The VICReg framework by Bardes et al. (2022) for training joint embedding architectures is also based on a similar principle of preserving the information content of the embeddings. However, they enforce the similarity on multiple levels by an invariance term that minimizes the mean-squared distance (Euclidean) between the embedding vectors, a variance term that forces the embedding vectors of samples within a batch to be different, and a covariance term that de-correlates the variables of each embedding and prevents an informational collapse in which the variables would vary together or be highly correlated.

Multi-modal Models that Enforce Similarity Between Embeddings

CLIP 🌆 + 💬

While most vision models jointly train an image feature extractor and a linear classifier to predict some label, CLIP (Radford et al., 2021) trains an image encoder and a text encoder to predict the correct pairings of a batch of (image, text) training examples. Thus, the model learns a multi-modal embedding space by jointly training an image encoder and text encoder to maximize the cosine similarity of the image and text embeddings of the real pairs while minimizing the cosine similarity of the embeddings of the incorrect pairings.

Figure: Overview of the CLIP Architecture. Source: CLIP Radford et al. (2021)

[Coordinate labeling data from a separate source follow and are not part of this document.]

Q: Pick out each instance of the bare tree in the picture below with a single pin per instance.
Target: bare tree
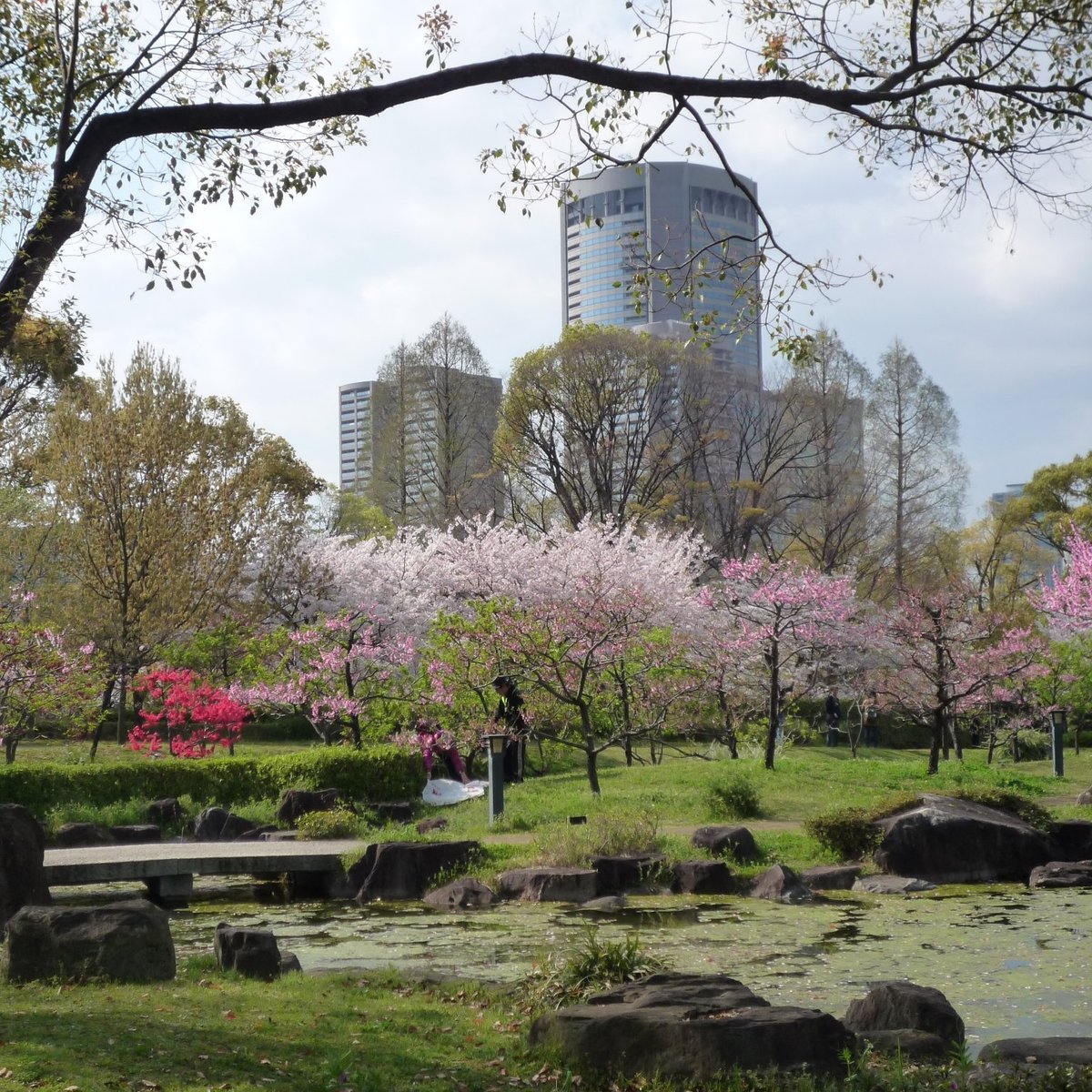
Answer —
(834, 490)
(125, 120)
(592, 421)
(913, 435)
(434, 418)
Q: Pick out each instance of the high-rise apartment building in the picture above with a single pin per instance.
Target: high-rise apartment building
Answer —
(421, 448)
(356, 436)
(667, 218)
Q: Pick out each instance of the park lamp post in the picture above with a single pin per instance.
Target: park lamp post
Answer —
(1057, 735)
(497, 743)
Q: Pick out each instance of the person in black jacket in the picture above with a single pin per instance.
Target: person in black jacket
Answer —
(511, 714)
(834, 716)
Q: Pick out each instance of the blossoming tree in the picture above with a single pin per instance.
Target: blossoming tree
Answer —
(765, 617)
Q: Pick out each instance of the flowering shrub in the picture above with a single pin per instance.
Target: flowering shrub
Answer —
(197, 718)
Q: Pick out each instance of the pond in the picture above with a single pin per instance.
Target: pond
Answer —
(1011, 961)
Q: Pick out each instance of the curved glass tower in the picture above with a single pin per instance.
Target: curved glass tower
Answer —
(665, 216)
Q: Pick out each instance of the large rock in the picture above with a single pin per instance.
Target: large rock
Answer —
(686, 1026)
(1062, 874)
(627, 873)
(830, 877)
(301, 802)
(891, 885)
(167, 812)
(252, 953)
(703, 877)
(737, 842)
(461, 895)
(218, 824)
(1073, 840)
(22, 856)
(549, 885)
(394, 871)
(780, 884)
(137, 834)
(1047, 1052)
(124, 942)
(76, 835)
(954, 841)
(904, 1006)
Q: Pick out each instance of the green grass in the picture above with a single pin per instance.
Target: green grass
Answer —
(359, 1033)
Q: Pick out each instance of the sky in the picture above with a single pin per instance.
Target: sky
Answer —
(303, 299)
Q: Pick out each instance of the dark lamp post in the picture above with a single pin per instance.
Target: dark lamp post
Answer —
(1057, 735)
(497, 745)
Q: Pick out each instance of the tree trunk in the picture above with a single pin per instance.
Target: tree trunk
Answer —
(771, 734)
(121, 709)
(938, 735)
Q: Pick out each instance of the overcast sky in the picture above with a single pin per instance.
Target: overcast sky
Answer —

An important point is that CLIP uses a contrastive objective, not a predictive one. This choice of learning paradigm is primarily based on the success of contrastive representation learning over predictive objectives.

ImageBind

Girdhar et al. (2023) proposed an approach to learn a joint embedding across six different modalities (images, text, audio, depth, thermal, and IMU) in IMAGEBIND: One Embedding Space To Bind Them All.

Figure: ImageBind Overview. Source: Girdhar et al. (2023)

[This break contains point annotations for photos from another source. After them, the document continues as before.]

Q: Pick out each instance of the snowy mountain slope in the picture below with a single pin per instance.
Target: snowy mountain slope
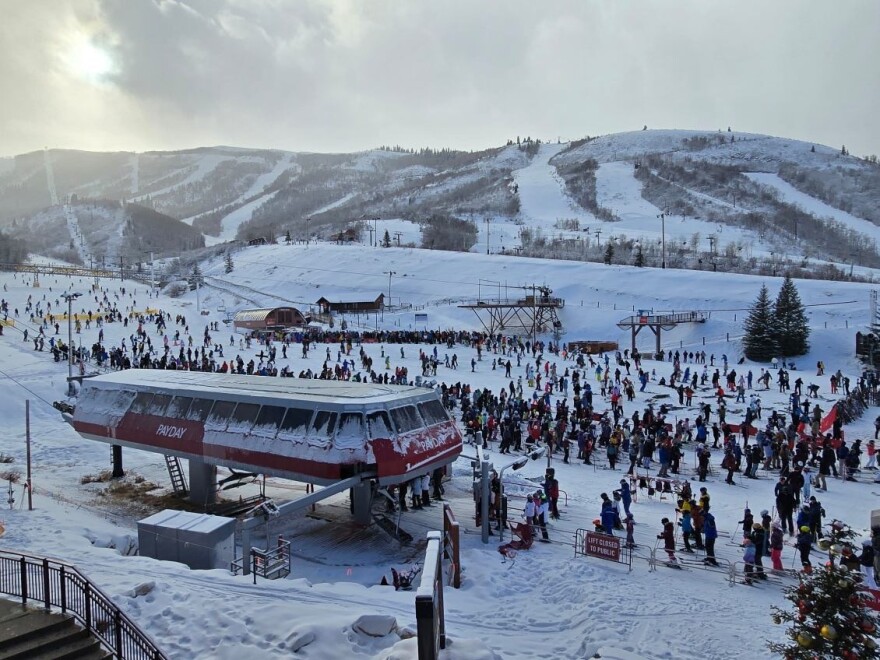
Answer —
(698, 181)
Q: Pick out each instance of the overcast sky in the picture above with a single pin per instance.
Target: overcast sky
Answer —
(346, 75)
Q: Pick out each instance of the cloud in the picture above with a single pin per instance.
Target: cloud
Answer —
(340, 75)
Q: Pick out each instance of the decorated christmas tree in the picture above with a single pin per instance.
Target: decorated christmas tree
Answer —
(838, 540)
(831, 618)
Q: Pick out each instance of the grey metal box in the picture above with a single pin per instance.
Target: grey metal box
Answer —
(199, 540)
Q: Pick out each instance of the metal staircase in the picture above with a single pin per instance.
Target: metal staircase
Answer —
(175, 472)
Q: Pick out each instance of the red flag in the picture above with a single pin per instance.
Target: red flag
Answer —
(828, 420)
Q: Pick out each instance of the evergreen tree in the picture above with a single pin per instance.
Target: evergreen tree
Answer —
(640, 257)
(759, 342)
(790, 321)
(831, 620)
(609, 253)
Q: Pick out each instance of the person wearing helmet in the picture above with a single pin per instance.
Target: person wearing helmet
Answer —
(758, 538)
(804, 543)
(805, 517)
(777, 541)
(866, 561)
(625, 495)
(765, 523)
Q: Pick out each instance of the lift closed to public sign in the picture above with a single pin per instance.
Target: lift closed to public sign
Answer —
(602, 546)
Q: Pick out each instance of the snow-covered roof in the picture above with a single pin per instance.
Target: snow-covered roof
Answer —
(253, 314)
(283, 389)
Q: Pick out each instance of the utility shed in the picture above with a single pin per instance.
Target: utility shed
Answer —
(199, 540)
(276, 318)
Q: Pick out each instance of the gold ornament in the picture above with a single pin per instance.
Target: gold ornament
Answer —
(828, 632)
(805, 640)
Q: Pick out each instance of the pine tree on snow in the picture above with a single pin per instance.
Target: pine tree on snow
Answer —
(831, 619)
(759, 343)
(790, 321)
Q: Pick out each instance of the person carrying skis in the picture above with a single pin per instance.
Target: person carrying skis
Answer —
(866, 561)
(804, 543)
(668, 536)
(749, 555)
(687, 528)
(757, 539)
(630, 527)
(625, 495)
(776, 544)
(710, 533)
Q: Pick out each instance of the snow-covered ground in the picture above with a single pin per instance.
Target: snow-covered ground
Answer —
(548, 602)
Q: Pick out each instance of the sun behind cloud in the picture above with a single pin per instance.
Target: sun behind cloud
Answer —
(87, 61)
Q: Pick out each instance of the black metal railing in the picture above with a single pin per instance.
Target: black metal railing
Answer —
(57, 584)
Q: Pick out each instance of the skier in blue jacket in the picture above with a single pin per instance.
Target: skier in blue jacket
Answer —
(710, 533)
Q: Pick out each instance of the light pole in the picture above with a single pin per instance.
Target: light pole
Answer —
(390, 273)
(662, 217)
(518, 464)
(70, 297)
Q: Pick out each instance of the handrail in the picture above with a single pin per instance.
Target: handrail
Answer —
(452, 545)
(57, 583)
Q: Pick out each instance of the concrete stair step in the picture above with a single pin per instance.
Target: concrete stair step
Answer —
(35, 634)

The authors aim to learn a single joint embedding space for all modalities by binding them with images. Moreover, they align each modality’s embedding to image embeddings. This has the added benefit that the resulting embedding space has a robust emergent zero-shot behaviour that automatically associates pairs of modalities without seeing any training data, i.e. an emergent behaviour arises in the embedding space that aligns two pairs of modalities (p, q) even though the model was only trained  using the pairs (image, a) and (image, b).

They use the InfoNCE Loss (refer to our article on contrastive learning) to align image embeddings (denoted by a) with other modalities (denoted by b).

Equation: Loss Function for ImageBind. Source: Girdhar et al. (2023)

DeCUR


Figure: Decoupled common and unique representations across two modalities. Source: Wang et al. (2023)

Wang et al. (2023) explore how to decouple common and unique representations in Multi-modal Self-Supervised Learning based on the observation that while aligning different modalities in a shared embedding space has shown success in various multi-modal scenarios, they ignore that one modality may hold unique information that can not be extracted from other modalities. This forces the model to put potentially orthogonal representations into joint feature embeddings, limiting the model’s capacity to understand different modalities in detail.

Figure: DeCUR Framework. Source: Wang et al. (2023)


Concretely, during training, DeCUR calculates the normalized cross-correlation matrix of the common dimensions and the unique dimensions between two modalities and drives the matrix of the common dimensions to identity while driving the matrix of the unique dimensions to zero. This forces common embeddings to be aligned across modalities while modality-unique embeddings are pushed away.

Simply pushing embeddings from different modalities apart would lead to collapse; thus, DeCUR also employs intra-modal learning, which utilizes all embedding dimensions and drives the cross-correlation matrix between two augmented views of the same modality to the identity.

Conclusion

Embedding spaces provide a powerful mathematical framework to understand relationships in data through geometric principles. In this article, we saw some of the most commonly used distance measures and how they are used in vision and multi-modal deep learning systems.